#Multiple Layers
import numpy as np
class NeuralNetwork:
def __init__(self, input_size, hiddenLayerSizes, output_size):
self.input_size = input_size
self.hiddenLayerSizes = hiddenLayerSizes
self.output_size = output_size
self.hiddenLayerWeights = []
self.hiddenLayerBiases =[]
self.weights_input_hidden1 = np.random.randn(self.input_size, self.hiddenLayerSizes[0])
for i in range(0, len(hiddenLayerSizes)-1):
self.hiddenLayerWeights.append(np.random.randn(self.hiddenLayerSizes[i], self.hiddenLayerSizes[i+1]))
self.hiddenLayerBiases.append(np.zeros((1, self.hiddenLayerSizes[i])))
self.weights_hidden_output = np.random.randn(self.hiddenLayerSizes[len(self.hiddenLayerSizes)-1], self.output_size)
self.bias_output = np.zeros((1, self.output_size))
def sigmoid(self, x):
return 1 / (1 + np.exp(-x))
def sigmoid_derivative(self, x):
return x * (1 - x)
def feedforward(self, x):
self.hidden_activations = []
self.hidden_outputs = []
self.hidden_activations.append(np.dot(X, self.weights_input_hidden1) + self.hiddenLayerBiases[0])
self.hidden_outputs.append(self.sigmoid(self.hidden_activations[0]))
for i in range(0, len(self.hiddenLayerSizes)-1):
self.hidden_activations.append(np.dot(self.hidden_outputs[i], self.hiddenLayerWeights[i]) + self.hiddenLayerBiases[i])
self.hidden_outputs.append(self.sigmoid(self.hidden_activations[i]))
self.output_activation = np.dot(self.hidden_outputs[len(self.hidden_outputs)-1], self.weights_hidden_output) + self.bias_output
self.predicted_output = self.sigmoid(self.output_activation)

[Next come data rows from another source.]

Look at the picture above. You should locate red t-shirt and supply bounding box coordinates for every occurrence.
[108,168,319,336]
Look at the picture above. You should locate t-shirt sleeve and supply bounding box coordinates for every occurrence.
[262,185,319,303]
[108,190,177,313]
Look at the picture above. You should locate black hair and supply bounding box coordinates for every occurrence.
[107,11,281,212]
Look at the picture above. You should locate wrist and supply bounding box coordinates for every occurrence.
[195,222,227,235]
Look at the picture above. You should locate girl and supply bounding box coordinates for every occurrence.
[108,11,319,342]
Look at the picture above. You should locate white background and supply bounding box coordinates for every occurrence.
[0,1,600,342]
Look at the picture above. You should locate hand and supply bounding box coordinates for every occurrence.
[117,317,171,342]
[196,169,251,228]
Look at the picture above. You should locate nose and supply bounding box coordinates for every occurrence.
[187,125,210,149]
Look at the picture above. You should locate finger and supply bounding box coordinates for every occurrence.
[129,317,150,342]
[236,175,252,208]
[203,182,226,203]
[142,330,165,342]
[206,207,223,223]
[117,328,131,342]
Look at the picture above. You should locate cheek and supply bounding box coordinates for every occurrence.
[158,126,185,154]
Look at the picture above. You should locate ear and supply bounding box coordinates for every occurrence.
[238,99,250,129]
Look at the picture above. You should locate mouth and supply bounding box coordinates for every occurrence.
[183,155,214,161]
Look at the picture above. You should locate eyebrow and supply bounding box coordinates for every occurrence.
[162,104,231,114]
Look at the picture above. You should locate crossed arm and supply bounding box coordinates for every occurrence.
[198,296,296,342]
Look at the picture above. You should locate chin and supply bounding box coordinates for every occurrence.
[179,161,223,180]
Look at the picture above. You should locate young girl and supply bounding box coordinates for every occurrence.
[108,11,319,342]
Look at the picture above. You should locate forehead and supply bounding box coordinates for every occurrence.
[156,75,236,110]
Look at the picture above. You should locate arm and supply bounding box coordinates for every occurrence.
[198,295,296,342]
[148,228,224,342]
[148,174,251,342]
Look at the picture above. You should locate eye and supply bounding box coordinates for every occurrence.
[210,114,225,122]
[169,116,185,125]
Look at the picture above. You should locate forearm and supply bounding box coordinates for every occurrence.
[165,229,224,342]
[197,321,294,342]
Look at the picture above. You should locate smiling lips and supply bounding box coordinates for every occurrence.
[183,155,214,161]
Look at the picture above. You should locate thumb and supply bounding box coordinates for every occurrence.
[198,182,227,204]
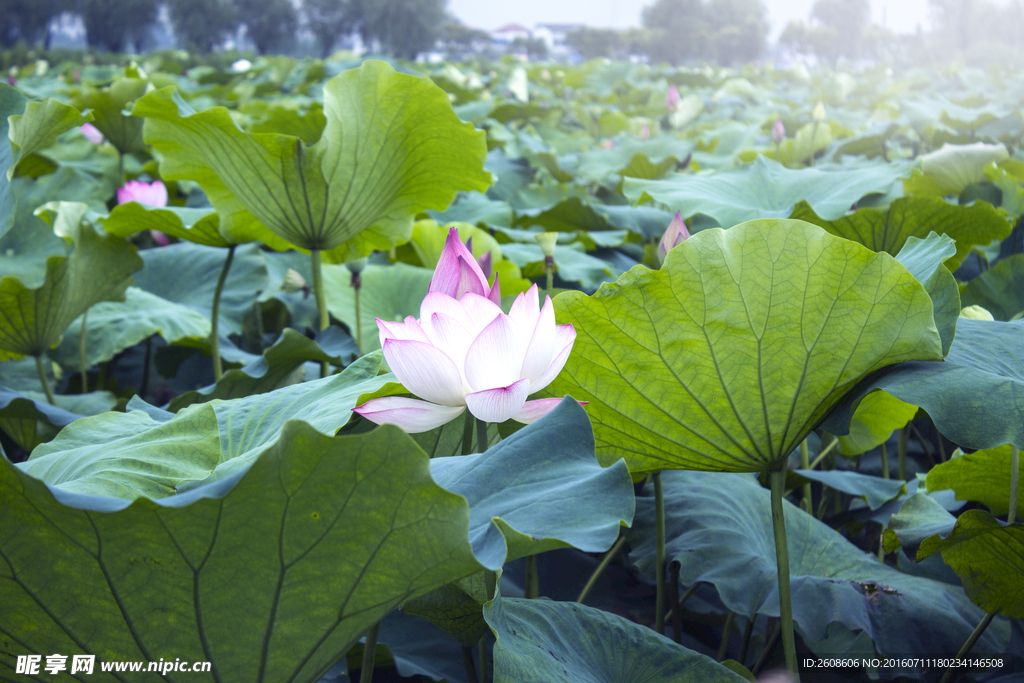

return self.predicted_output
def backward(self, X, y, learning_rate):
self.output_error = y - self.predicted_output
self.output_delta = self.output_error * self.sigmoid_derivative(self.predicted_output)
self.hidden_errors = [np.dot(self.output_delta, self.weights_hidden_output.T)]
self.hidden_deltas = [self.hidden_errors[0]*self.sigmoid_derivative(self.hidden_outputs[len(self.hidden_outputs)-1])]
for i in range(0, len(self.hiddenLayerSizes)-1):
self.hidden_errors.append(np.dot(self.hidden_deltas[i], self.hiddenLayerWeights[len(self.hiddenLayerWeights)-i-1].T))
self.hidden_deltas.append(self.hidden_errors[i+1] * self.sigmoid_derivative(self.hidden_outputs[len(self.hidden_outputs)-i-1]))
#Weight Updates
self.weights_hidden_output += np.dot(self.hidden_outputs[len(self.hidden_outputs)-1].T, self.output_delta) * learning_rate
self.bias_output += np.sum(self.output_delta, axis=0, keepdims=True) * learning_rate
for i in range(len(self.hiddenLayerSizes)-1, 0):
self.hiddenLayerWeights[i] += np.dot(self.hidden_outputs[i].T, self.hidden_deltas[len(self.hidden_deltas)-i]) * learning_rate
self.hiddenLayerBiases[i+1] += np.sum(self.hidden_deltas[len(self.hidden_deltas)-i], axis=0, keepdims=True) * learning_rate
self.weights_input_hidden1 += np.dot(X.T, self.hidden_deltas[len(self.hidden_deltas)-1]) * learning_rate
self.hiddenLayerBiases[0] += np.sum(self.hidden_deltas[len(self.hidden_deltas)-1], axis=0, keepdims=True) * learning_rate
def train(self, X, y, epochs, learning_rate):
for epoch in range(epochs):
output = self.feedforward(X)
self.backward(X, y, learning_rate)
if epoch % 4000 == 0:
loss = np.mean(np.square(y-output))
print(f"Epoch {epoch}, Loss:{loss}")
nn1 = NeuralNetwork(input_size=2, hiddenLayerSizes=[4, 4], output_size=1)
X = np.array([[0,0], [0,1], [1,0], [1,1]])
y = np.array([[1], [1], [0], [0]])
nn1.train(X, y, epochs=80000, learning_rate=0.01)
output = nn1.feedforward([[1,1], [0,0], [1,1], [0,1]])
print(output)
Unless I am using it incorrectly, it doesn't seem to work as desired. I expect the outputs to be near to [0,1,1,0] however i am getting:
[[0.97068419]
[0.96361902]
[0.02130181]
[0.03903314]]
which is [1,1,0,0]
Also when trying to use different hidden layer sizes such as [4, 8] it runs into a sizing error such as:
"operands could not be broadcast together with shapes (8,8) (1,4)"
How would I need to change my code in order to use different layers sizes?